EGA Raw File Validation


ICGC member projects are required by ICGC policy, to submit their raw sequencing data and other primary data to a controlled access public repository. The official ICGC DCC-supported repository for ICGC sequencing reads is the European Bioinformatics Institute's (EBI), European Genome-phenome Archive (EGA). When projects submit their raw sequencing data to EBI's EGA repository, EGA will supply accession identifiers where the data has been archived. Projects are required to populate the 'raw_data_accession' field found in the experimental metadata files with these EGA accession identifiers.

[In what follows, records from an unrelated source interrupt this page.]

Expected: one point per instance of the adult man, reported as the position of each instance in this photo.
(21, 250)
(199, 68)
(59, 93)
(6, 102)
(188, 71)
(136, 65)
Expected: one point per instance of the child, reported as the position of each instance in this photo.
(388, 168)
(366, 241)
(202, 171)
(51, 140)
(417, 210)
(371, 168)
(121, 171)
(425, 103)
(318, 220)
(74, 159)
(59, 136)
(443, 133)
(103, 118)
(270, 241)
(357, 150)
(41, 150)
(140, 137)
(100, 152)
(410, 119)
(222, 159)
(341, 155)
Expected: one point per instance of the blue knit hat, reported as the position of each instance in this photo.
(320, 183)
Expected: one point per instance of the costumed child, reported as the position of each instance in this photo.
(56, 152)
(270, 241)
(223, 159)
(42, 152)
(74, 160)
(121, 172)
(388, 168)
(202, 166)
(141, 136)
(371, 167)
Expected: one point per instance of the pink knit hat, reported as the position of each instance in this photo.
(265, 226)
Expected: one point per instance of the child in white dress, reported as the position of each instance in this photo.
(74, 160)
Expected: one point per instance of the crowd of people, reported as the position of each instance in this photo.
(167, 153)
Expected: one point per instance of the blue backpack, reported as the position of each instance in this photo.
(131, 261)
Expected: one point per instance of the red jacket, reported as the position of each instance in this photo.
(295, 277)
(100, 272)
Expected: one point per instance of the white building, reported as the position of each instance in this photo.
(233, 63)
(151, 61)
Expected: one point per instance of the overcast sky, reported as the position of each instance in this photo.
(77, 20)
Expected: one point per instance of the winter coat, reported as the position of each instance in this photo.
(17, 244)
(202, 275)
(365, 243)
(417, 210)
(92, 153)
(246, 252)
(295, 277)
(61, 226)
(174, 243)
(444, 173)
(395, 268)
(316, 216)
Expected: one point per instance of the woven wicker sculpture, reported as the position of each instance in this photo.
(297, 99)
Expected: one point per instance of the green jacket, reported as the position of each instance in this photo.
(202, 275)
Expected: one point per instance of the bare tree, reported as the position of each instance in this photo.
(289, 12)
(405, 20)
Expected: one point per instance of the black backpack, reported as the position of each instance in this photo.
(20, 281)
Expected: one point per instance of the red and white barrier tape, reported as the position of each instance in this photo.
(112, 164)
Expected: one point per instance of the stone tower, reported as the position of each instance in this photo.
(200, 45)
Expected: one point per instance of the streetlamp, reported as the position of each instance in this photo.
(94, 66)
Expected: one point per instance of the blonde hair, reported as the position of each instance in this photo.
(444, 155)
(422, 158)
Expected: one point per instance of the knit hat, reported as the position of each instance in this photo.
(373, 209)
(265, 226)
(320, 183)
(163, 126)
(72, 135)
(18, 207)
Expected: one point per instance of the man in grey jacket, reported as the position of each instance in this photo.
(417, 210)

This enables data users to retrieve the corresponding raw data for a given DCC-submitted sample_id.

EGA File Accession Validation Check

As of Release 23, a new validation rule will take effect requiring all new data submissions to submit an EGA File accession in the 'raw_data_accession' field when the 'raw_data_repository' is 'EGA'. This new validation check will validate the existence of the raw file at EGA, meaning all submissions with unpublished files at EGA will be invalid.

Field Name Note
raw_data_repository code '1' for EGA
raw_data_accession Currently accepts: EGA Study (EGAS), Dataset (EGAD), Experiment (EGAX), Sample (EGAN), Run (EGAR), and File (EGAF) accessions.

Where to get the EGA File Accession:

EGA provides a mapping file which includes mapping information between a sample identifier and the EGA File Accession ID. For released EGA datasets, this mapping file can be found in the EGA dataset metadata tarball downloadable from the EGA website. For example for a given EGA dataset:[EGA Dataset Accession ID], click on "Download Metadata" (Note: You must log into EGA to do this). This will download a file [EGA Dataset Accession ID].tar.gz. Once decompressed, the mapping file can be found at [EGA Dataset Accession ID]/delimited_maps/ Please submit the EGA File accession ID(s) for each sample ID in your DCC submission.

If the metadata for a given EGA Dataset has not been released and is not available via the website (and therefore cannot be downloaded as a tarball file), please contact EGA HelpDesk at who will provide data submitters with the Sample ID to EGA File Accession ID mapping information.

We strongly encourage ICGC member projects to start this process early as it may take time to gather and validate your data submission.

Examples of valid 'raw_data_accession' when 'raw_data_repository' is 'EGA':

Description raw_data_accession
EGA File accession EGAF00000892107
Multiple EGA File accessions EGAF00000892107:EGAF00000892115
EGA Study, EGA Dataset, EGA File accession EGAS00001000262:EGAD00001001116:EGAF00000892115
EGA Dataset, EGA File Accession EGAD00001001116:EGAF00000892115
EGA Dataset, multiple EGA File accessions EGAD00001001116:EGAF00000892115:EGAF00000892107
EGA Dataset, Sample and multiple EGA File accessions EGAS00001000262:EGAD00001001116:EGAN00001250305:EGAF00000892107:EGAF00000892115
EGA Study, EGA Dataset, EGA Sample, multiple EGA Experiment, multiple EGA Run, multiple EGA File accessions EGAS00001000395:EGAD00001001956:EGAN00001223451:EGAX00001216629:EGAX00001213322:EGAX00001216631:EGAX00001216630:EGAX00001216695:EGAR00001229605:EGAR00001232235:EGAR00001229594:EGAR00001229593:EGAR00001229596:EGAF00000892107:EGAF00000892115

The DCC Submission system will report the following error message if an EGA File Accession is not submitted for a given sample_id:

'At least one file accession is required for analysis_id: "some_analysis_id_1"'

Solution: An EGA File accession (EGAF) is required in the "raw_data_accession" field for samples with analysis_id "some_analysis_id_1".